OpenPower Lays Out HPC Roadmap
March 5, 2015 Timothy Prickett Morgan
When the OpenPower Foundation was formed a year and a half ago, IBM had a number of reasons, driven by enlightened self-interest, for fostering a partnerships with Google, Nvidia, Mellanox Technologies, and Tyan. The first reason was to open up its processors chips to get more organizations interested in building hybrid systems based on the Power architecture. The second was a belief that it will take a hybrid approach to computing to satisfy the performance, cost, and energy efficiency needs of future high scale systems, whether they are aimed at traditional HPC, hyperscale, or enterprise workloads.

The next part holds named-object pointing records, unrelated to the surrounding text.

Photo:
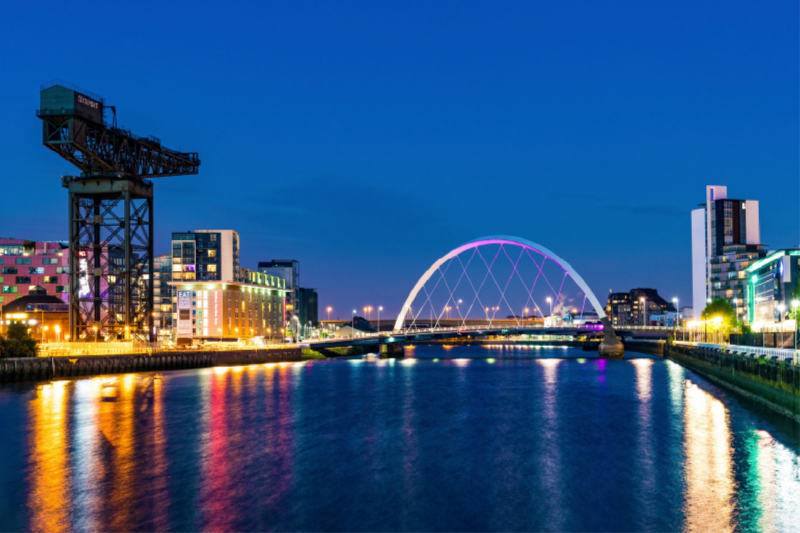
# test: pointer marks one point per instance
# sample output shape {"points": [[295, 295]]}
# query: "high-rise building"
{"points": [[725, 241], [308, 310], [638, 307], [213, 296], [26, 265], [289, 271]]}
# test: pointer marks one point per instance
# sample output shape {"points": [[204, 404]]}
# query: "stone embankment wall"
{"points": [[775, 384], [36, 368]]}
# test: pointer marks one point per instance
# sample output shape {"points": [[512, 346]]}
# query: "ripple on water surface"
{"points": [[456, 439]]}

This second tenet of the OpenPower Foundation is driven by the fact that IBM and its partners believe that chip process scaling to increase the performance of systems along the Moore’s Law curve has run out of gas. As a coming out party for The Next Platform this week, we are attending the Rice University Oil and Gas Workshop in Houston, Texas, where all the bigwigs of the energy business came to hobnob and talk about high technology and how the dramatic fall in oil prices is affecting current budgets for clusters and storage. Brad McCredie, IBM Fellow and vice president Power Systems development at IBM and president of the OpenPower Foundation, gave one of the two opening keynotes at the event, during which he illustrated the limitations of Moore’s Law and how OpenPower partners are working together to build hybrid systems that can swing applications back on the Moore’s Law curve.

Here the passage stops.